I saw a young adult man named David. At that time, we scheduled either one full hour, or a half hour for each patient. He was divorced and suffered with schizophrenia; he had no social connections, no obvious feelings, and an extremely flat mood. He would say that he was fine, and had nothing else to say. Desperately, I tried to fill our time, and found that we could talk about the Minnesota Twins baseball team. He taught me to reduce the length of some sessions to 15 minutes, since there was little to say, and the only clear action was to refill his medicine. His health insurance changed, and he no longer continued having sessions with me. A few years later, in 1987, the receptionist told me that David was sitting in the waiting room, and wanted to see me briefly even though he did not have an appointment or insurance. I greeted him and walked back to my office. We happily talked about the Minnesota Twins’ World Series Championship.
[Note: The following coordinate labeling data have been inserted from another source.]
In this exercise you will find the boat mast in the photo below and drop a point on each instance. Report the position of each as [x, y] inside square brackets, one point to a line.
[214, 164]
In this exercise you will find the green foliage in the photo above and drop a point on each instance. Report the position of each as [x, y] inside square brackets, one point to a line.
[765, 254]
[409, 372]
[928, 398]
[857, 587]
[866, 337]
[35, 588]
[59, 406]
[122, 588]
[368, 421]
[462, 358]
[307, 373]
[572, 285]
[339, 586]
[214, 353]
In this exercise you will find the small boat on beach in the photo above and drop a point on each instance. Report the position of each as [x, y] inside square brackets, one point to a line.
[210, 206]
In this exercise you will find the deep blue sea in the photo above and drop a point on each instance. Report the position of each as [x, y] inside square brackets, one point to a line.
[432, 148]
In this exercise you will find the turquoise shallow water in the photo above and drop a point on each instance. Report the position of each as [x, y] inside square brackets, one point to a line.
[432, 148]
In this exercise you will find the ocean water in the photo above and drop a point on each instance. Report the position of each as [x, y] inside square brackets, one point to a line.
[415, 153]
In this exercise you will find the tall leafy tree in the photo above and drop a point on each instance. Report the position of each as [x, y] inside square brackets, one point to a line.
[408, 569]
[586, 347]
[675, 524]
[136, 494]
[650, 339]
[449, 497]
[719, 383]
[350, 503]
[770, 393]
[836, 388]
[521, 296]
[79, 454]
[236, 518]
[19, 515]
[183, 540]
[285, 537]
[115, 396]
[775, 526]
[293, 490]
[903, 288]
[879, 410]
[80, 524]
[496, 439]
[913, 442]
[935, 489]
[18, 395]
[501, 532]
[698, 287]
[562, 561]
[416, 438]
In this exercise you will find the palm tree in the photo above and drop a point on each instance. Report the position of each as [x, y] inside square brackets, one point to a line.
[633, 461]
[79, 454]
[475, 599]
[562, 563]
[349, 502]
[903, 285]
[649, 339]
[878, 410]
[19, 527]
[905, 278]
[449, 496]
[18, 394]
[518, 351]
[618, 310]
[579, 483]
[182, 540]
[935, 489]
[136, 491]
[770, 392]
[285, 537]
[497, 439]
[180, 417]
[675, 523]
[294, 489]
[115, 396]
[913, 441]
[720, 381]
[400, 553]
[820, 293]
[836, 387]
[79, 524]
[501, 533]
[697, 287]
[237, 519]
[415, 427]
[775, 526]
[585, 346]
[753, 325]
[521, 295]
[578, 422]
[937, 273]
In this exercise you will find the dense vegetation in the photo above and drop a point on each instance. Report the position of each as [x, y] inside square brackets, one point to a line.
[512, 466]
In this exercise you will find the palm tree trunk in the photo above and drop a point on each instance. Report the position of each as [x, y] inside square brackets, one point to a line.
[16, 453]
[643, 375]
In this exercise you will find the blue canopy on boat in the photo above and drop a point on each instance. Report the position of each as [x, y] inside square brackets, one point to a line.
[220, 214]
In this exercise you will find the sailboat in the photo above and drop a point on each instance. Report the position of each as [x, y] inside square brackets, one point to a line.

He then handed me a Twins baseball cap as celebration. I learned to be direct and superficial with him.


I saw another young man with schizophrenia every six weeks for 19 years. Before I saw him, he had been hospitalized three times by a psychiatrist whom his father did not trust. So, he brought him to see me instead of the other psychiatrist. Over time, his family moved to California, but he continued to live in a tiny room in Minneapolis. He would carefully set up transportation to his next appointment (usually three different busses). He would also write three original “jokes” between sessions, such as “Why did the orphan rub his toe?” He asked me to guess the answer, and over the years I only gave about five correct answers. I was able to avoid hospitalization for all those years, but when I moved to Vermont he had a six-month hospitalization, and was reportedly paranoid about me and psychotic. Referring him to a good colleague of mine did not prevent his collapse. The treating psychiatrist may be the only connection for a psychotic patient.
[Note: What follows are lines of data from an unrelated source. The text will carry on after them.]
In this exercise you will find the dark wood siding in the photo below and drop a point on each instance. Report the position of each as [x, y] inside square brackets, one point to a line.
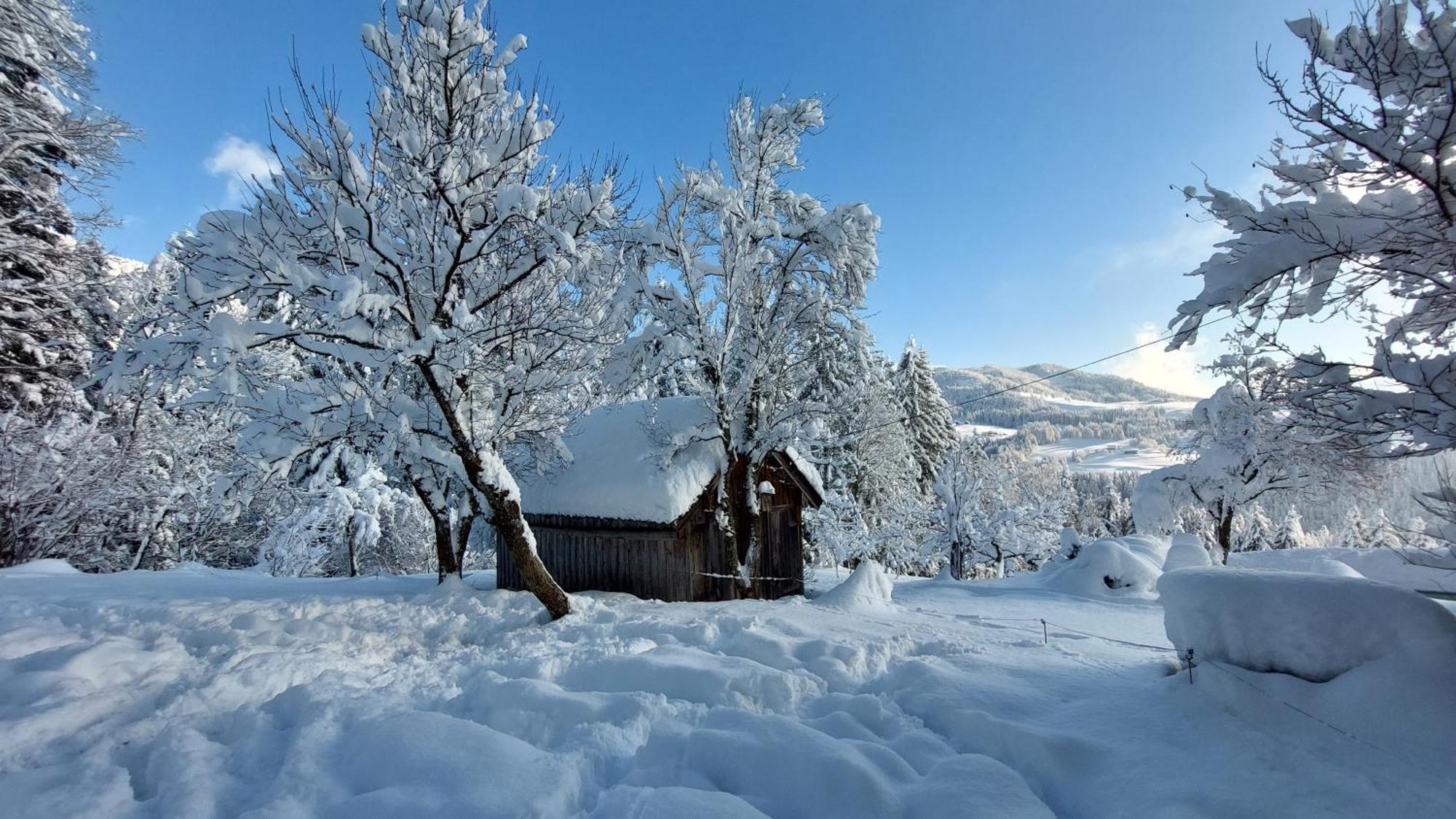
[679, 561]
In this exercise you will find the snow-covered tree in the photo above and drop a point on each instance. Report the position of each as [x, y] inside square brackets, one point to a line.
[1254, 529]
[1244, 446]
[1000, 510]
[928, 416]
[446, 292]
[755, 286]
[1291, 534]
[1384, 532]
[355, 521]
[1364, 209]
[53, 145]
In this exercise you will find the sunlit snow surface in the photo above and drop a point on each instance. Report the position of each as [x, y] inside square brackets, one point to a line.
[199, 692]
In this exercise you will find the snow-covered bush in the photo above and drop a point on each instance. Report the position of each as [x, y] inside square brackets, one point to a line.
[1186, 551]
[867, 587]
[1000, 513]
[1299, 624]
[362, 525]
[1112, 567]
[1244, 448]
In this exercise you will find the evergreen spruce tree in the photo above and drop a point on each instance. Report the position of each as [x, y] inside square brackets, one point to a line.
[52, 143]
[1356, 532]
[1291, 532]
[1257, 531]
[928, 416]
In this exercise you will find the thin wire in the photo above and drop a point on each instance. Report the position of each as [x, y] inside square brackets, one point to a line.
[1113, 638]
[1109, 357]
[1329, 724]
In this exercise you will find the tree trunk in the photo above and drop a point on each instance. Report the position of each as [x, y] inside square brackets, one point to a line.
[742, 544]
[464, 528]
[510, 526]
[1227, 535]
[349, 539]
[506, 512]
[440, 519]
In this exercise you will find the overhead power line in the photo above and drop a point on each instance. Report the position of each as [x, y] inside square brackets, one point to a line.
[1096, 362]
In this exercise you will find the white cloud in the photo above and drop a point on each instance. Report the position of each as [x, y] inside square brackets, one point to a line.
[1176, 372]
[240, 161]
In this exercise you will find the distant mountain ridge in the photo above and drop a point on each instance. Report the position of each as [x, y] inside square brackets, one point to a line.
[1077, 404]
[1077, 385]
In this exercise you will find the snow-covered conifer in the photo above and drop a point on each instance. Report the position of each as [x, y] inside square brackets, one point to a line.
[53, 143]
[1291, 534]
[1244, 448]
[1256, 532]
[1356, 532]
[928, 416]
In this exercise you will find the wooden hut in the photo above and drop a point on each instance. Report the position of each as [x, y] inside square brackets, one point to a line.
[634, 510]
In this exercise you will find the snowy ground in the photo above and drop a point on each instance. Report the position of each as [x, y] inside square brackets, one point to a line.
[1103, 455]
[986, 430]
[202, 692]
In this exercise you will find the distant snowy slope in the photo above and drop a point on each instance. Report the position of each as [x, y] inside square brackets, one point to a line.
[960, 384]
[1107, 422]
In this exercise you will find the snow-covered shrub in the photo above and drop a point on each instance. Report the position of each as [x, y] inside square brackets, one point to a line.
[1112, 567]
[1186, 551]
[363, 525]
[867, 587]
[1299, 624]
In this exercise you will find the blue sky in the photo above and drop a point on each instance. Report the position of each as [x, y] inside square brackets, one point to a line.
[1020, 155]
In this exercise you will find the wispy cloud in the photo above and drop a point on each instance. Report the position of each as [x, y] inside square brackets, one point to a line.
[1176, 372]
[1173, 253]
[240, 161]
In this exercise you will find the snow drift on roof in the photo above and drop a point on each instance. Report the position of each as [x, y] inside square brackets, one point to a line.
[638, 461]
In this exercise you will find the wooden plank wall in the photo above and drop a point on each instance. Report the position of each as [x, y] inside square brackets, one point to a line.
[684, 563]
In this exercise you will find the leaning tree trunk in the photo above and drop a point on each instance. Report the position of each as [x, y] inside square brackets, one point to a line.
[462, 534]
[510, 526]
[506, 512]
[740, 544]
[1227, 534]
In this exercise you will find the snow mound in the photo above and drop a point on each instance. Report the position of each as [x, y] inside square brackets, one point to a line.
[869, 587]
[1310, 561]
[1186, 551]
[44, 567]
[1314, 627]
[1112, 567]
[1423, 570]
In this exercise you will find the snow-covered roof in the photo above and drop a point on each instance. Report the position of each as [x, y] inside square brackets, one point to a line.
[638, 461]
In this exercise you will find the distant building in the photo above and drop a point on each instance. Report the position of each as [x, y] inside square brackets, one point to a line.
[634, 510]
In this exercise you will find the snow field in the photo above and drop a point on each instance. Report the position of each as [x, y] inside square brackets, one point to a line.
[235, 694]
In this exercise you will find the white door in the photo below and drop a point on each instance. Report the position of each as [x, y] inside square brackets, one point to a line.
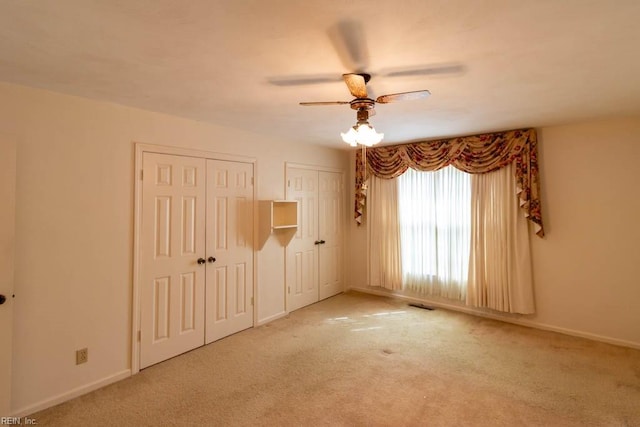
[229, 289]
[172, 256]
[7, 222]
[314, 256]
[330, 233]
[302, 251]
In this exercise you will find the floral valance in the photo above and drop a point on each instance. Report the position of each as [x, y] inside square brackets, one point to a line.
[472, 154]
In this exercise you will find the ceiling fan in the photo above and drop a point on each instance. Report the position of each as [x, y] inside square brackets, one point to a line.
[363, 133]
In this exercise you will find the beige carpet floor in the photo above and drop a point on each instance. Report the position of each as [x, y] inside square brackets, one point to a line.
[362, 360]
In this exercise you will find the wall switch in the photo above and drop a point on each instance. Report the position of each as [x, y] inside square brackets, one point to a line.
[82, 356]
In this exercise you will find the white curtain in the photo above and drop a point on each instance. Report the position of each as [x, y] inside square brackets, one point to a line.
[383, 229]
[500, 275]
[435, 231]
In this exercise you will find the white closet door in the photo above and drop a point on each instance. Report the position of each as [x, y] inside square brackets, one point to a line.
[229, 289]
[302, 251]
[7, 226]
[173, 240]
[330, 197]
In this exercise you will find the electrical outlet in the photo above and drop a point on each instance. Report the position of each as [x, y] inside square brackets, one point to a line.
[82, 356]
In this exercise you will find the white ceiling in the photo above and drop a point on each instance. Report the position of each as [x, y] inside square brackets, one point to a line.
[503, 64]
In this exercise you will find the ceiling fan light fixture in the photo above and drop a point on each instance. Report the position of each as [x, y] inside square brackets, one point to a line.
[362, 133]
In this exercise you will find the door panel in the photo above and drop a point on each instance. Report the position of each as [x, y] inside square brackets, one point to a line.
[330, 231]
[7, 231]
[302, 252]
[229, 289]
[172, 240]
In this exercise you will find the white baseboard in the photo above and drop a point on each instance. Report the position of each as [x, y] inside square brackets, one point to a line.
[516, 321]
[78, 391]
[271, 318]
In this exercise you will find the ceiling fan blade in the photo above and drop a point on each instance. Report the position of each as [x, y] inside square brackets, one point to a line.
[307, 104]
[356, 84]
[403, 96]
[430, 70]
[303, 80]
[349, 42]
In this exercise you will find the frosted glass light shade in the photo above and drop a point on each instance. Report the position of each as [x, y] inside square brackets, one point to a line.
[362, 133]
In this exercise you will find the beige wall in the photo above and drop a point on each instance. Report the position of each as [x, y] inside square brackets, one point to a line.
[74, 231]
[587, 268]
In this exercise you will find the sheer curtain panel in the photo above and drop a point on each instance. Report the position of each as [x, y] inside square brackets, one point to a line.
[383, 229]
[435, 227]
[500, 276]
In my first year of practice following residency, I decided to run a weekly group therapy for teenagers. I had seen Susan as an outpatient, and at age 14 or 15 she joined the group. Her family treated her as an ignorant and weak person, and her father likely abused her. It was unclear whether she had the talent to complete high school, and her primary care doctor told me that I should convince her to get tubal ligation to prevent pregnancy. She was in the group for years, and after the group ended I treated her as an outpatient. We dealt with depression, abuse, low esteem, and hurt. She finished high school, got married, had two children, and worked. With time, her mood improved, she divorced her alcoholic and abusive husband, and eventually met and married a great guy, and continued work. When I left Minneapolis, she brought her husband and children to meet me and to say goodbye, and told them how much I had helped her. When she was age 50, she called me, when I lived in Vermont, and just wanted to let me know that she still was doing very well. She sounded great. Sometimes we become a good parent to an otherwise poorly raised person.
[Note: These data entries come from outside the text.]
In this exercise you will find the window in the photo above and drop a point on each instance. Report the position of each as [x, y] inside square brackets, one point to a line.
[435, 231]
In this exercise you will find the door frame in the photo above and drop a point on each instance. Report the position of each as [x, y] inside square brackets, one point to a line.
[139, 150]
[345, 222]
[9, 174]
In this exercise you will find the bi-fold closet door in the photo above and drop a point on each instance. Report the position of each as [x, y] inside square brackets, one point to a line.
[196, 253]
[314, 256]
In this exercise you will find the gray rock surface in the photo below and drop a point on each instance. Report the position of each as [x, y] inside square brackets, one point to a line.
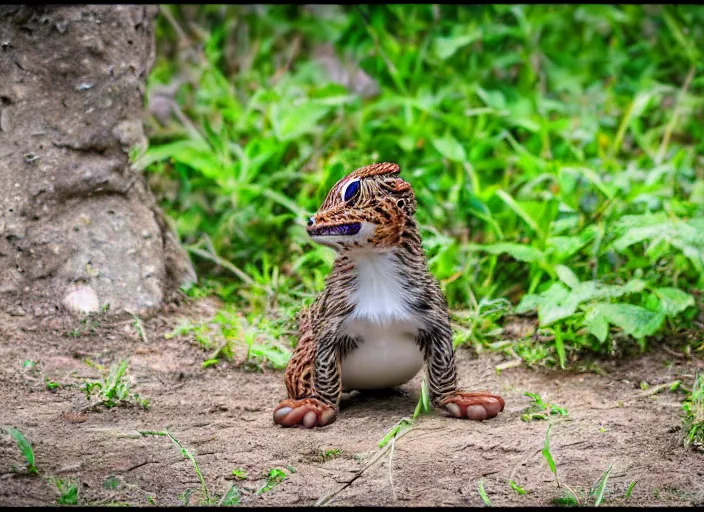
[79, 229]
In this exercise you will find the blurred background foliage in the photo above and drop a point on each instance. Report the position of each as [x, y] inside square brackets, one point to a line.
[556, 152]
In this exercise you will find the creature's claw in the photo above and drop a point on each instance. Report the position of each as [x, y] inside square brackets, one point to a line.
[473, 406]
[308, 412]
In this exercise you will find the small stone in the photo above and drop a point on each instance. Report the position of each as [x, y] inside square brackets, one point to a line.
[81, 298]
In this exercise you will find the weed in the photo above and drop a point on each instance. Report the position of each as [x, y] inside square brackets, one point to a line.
[482, 493]
[326, 455]
[693, 408]
[629, 491]
[517, 488]
[548, 455]
[540, 410]
[405, 424]
[139, 327]
[68, 491]
[112, 483]
[26, 449]
[601, 486]
[186, 495]
[544, 187]
[111, 390]
[274, 478]
[239, 474]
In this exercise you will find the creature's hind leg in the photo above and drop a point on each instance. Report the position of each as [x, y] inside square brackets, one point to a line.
[442, 379]
[306, 405]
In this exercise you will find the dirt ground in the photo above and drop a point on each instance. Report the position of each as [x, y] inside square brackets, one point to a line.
[223, 415]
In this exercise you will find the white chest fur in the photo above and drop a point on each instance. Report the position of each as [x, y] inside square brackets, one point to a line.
[387, 354]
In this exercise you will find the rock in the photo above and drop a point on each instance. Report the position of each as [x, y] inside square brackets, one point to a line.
[81, 299]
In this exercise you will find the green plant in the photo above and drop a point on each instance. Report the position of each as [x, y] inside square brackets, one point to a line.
[68, 491]
[111, 390]
[26, 449]
[482, 493]
[517, 488]
[567, 188]
[274, 478]
[693, 408]
[600, 488]
[404, 424]
[326, 455]
[186, 495]
[540, 410]
[239, 474]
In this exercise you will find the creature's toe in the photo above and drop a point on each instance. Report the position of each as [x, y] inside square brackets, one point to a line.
[473, 406]
[307, 413]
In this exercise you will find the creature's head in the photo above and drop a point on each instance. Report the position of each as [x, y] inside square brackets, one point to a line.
[367, 209]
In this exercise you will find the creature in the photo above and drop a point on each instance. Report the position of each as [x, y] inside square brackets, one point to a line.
[382, 314]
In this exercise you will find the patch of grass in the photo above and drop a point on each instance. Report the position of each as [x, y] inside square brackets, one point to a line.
[139, 327]
[26, 449]
[568, 188]
[239, 474]
[185, 496]
[600, 489]
[629, 491]
[483, 494]
[111, 390]
[274, 478]
[68, 491]
[33, 372]
[404, 424]
[252, 342]
[329, 454]
[230, 497]
[693, 408]
[112, 483]
[541, 410]
[517, 488]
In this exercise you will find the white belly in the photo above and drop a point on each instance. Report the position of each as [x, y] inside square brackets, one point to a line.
[388, 356]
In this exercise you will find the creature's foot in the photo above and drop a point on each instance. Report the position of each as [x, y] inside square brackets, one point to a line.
[474, 406]
[308, 412]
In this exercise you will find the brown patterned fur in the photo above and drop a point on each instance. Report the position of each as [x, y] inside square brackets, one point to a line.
[384, 207]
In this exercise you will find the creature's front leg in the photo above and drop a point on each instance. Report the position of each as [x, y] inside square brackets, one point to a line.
[436, 343]
[313, 379]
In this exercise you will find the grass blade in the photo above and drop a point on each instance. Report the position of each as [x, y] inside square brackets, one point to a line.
[602, 485]
[483, 494]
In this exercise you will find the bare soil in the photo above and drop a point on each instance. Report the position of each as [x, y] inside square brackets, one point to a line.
[223, 415]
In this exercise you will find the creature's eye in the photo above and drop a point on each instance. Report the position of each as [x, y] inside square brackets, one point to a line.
[350, 190]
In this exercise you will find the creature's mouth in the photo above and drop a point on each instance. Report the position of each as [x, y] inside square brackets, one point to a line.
[341, 229]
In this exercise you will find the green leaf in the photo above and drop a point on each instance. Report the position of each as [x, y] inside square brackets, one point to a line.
[519, 490]
[292, 122]
[546, 452]
[482, 493]
[559, 345]
[568, 277]
[446, 47]
[633, 320]
[25, 447]
[596, 324]
[450, 148]
[518, 210]
[517, 251]
[673, 300]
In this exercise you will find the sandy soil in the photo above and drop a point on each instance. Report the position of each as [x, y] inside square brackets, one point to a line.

A male therapist in Minneapolis, whom I did not know, referred a woman to see me. He thought that she needed an antidepressant. She had previously been a Catholic nun, but at this point was leaving that role and wanted to be independent of the church. She was depressed and lonely, and was likely a good candidate for an antidepressant. She was vague when answering certain questions. During each appointment I not only asked about the depression and medicine, but I pushed her on other issues. She finally acknowledged that her therapist had started a sexual relationship with her. I referred her to one of our female therapists, Jane Thompson, while I covered issues related to medicine. Jane did a great job, and the patient stopped seeing her male therapist, and reported him to the State of Minnesota. He was forced, among other things, to pay for her therapy. With time she did very well with Jane, and she responded perfectly to an antidepressant. I learned how to listen carefully.